Meeting highlights from the Pharmacovigilance Risk Assessment Committee (PRAC) 8-11 March 2021

News 12/03/2021

Review of thalassaemia medicine Zynteglo started

EMA’s human safety committee (PRAC) has begun a safety review of the medicine Zynteglo, a gene therapy authorised to treat the rare blood condition beta thalassaemia.

The review follows a case of acute myeloid leukaemia, a cancer of the blood, in a patient treated with a related investigational medicine, bb1111. This medicine uses the same modified virus (known as a viral vector) as Zynteglo, to deliver a gene into body cells.

So far, no cases of leukaemia have been reported with Zynteglo itself. The company responsible for developing both medicines has paused supply of Zynteglo while the evidence is examined.

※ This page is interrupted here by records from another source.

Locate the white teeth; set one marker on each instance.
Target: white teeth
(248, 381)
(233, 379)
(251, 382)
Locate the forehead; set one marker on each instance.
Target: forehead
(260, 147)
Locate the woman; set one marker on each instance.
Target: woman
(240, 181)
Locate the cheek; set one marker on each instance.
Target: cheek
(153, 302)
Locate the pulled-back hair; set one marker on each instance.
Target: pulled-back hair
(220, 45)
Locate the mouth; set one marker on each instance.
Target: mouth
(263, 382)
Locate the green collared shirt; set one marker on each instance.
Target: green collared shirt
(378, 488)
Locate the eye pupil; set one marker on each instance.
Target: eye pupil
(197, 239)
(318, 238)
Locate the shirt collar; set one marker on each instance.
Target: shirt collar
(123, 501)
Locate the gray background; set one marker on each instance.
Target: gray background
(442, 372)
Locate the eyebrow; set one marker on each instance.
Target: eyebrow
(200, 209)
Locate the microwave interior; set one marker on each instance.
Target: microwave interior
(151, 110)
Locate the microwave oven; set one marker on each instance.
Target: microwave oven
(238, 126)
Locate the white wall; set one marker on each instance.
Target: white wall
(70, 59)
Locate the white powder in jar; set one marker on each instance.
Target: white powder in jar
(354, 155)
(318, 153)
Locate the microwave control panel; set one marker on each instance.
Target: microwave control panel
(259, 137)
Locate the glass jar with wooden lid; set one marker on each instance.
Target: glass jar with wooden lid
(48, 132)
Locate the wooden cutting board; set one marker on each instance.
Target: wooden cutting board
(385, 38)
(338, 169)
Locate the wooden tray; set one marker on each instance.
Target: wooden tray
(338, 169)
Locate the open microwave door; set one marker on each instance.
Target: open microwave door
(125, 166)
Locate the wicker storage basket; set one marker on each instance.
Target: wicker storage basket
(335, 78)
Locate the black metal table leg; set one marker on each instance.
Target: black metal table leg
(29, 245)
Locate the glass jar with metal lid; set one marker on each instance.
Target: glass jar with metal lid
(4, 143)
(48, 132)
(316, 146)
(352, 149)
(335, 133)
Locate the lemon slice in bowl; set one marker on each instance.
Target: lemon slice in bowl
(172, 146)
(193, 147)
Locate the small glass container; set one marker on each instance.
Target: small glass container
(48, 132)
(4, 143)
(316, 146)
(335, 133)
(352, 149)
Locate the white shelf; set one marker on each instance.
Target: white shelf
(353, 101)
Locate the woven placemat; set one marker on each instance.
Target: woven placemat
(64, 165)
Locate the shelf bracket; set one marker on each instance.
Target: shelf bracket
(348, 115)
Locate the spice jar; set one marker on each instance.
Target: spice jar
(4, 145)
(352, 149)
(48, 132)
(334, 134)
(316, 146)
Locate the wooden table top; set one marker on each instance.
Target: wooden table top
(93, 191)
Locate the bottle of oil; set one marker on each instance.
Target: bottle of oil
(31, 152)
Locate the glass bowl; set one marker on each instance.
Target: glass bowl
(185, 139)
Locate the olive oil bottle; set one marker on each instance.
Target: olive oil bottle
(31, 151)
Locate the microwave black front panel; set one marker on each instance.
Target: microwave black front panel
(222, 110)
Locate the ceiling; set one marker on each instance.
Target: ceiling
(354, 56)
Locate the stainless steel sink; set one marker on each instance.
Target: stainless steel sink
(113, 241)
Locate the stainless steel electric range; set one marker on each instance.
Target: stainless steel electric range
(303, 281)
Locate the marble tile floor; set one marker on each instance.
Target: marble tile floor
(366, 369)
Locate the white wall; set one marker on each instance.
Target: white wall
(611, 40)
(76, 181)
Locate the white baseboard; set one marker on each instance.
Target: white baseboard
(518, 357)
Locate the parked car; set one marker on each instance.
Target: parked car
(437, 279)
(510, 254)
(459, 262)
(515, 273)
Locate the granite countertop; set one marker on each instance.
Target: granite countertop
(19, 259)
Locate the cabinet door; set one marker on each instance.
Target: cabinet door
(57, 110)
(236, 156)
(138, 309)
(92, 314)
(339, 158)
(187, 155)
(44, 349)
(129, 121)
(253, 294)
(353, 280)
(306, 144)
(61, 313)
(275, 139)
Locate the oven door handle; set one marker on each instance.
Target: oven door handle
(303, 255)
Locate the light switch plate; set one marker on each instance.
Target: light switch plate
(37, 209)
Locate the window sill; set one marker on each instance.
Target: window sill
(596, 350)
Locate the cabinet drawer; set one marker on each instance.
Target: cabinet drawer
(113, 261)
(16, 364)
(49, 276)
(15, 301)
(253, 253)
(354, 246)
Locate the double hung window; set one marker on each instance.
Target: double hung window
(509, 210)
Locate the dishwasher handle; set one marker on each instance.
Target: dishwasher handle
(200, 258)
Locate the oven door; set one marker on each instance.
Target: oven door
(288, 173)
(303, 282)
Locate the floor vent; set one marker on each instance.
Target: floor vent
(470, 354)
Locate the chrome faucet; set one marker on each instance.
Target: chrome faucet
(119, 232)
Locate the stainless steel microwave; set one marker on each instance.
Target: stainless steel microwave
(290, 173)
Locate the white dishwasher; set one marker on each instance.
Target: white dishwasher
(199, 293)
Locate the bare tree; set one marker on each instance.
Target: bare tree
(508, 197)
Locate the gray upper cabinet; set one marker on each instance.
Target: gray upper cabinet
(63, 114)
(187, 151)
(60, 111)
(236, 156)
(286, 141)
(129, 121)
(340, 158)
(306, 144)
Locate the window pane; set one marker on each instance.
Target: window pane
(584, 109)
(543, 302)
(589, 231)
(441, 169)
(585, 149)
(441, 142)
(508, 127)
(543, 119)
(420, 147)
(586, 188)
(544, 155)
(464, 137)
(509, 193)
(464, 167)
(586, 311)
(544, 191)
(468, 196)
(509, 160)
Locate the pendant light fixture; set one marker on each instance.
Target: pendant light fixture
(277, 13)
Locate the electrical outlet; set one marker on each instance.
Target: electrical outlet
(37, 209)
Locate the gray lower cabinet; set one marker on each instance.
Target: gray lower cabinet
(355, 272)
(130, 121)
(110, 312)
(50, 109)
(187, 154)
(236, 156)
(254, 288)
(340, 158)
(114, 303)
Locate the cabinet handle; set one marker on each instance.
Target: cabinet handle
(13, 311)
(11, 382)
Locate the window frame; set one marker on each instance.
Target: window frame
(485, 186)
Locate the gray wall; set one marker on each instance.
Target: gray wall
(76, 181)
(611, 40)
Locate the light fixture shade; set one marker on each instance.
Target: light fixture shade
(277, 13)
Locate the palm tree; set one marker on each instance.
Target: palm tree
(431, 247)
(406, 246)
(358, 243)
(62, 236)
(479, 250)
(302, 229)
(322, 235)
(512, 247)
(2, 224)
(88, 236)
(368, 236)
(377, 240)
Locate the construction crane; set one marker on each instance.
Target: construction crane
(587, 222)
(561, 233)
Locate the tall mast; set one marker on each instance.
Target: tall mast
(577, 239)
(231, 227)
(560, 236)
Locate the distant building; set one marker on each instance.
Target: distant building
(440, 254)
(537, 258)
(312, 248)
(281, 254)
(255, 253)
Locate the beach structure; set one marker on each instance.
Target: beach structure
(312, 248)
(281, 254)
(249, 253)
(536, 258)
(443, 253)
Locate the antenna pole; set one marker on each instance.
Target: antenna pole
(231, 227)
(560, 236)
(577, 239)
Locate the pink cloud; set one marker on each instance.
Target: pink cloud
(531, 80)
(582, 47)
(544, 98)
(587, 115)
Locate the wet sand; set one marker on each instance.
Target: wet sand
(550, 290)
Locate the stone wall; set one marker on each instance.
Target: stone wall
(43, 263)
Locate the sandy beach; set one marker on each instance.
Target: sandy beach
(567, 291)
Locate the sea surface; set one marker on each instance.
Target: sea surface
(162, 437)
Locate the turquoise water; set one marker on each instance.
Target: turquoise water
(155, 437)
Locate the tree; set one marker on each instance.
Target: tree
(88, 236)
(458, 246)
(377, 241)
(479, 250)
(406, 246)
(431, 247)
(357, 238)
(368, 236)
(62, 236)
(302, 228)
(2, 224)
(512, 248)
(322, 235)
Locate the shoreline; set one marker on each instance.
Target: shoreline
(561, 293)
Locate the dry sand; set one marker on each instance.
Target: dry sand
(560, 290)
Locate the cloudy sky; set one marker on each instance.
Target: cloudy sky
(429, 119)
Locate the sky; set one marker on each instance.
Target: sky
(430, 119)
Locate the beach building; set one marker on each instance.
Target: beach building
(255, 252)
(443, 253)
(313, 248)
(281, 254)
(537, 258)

PRAC will now examine the evidence thoroughly at EU level, working closely with experts from EMA’s Committee for Advanced Therapies (CAT), which is responsible for assessing this type of medicine, and decide on any relevant regulatory action for Zynteglo.

More information is available below.

Benefits of ifosfamide solutions continue to outweigh risks

PRAC concluded that the benefits of ifosfamide solutions for infusion continue to outweigh their risks in the treatment of different types of cancers, including various solid tumours and blood cancers such as lymphomas (cancer of white blood cells).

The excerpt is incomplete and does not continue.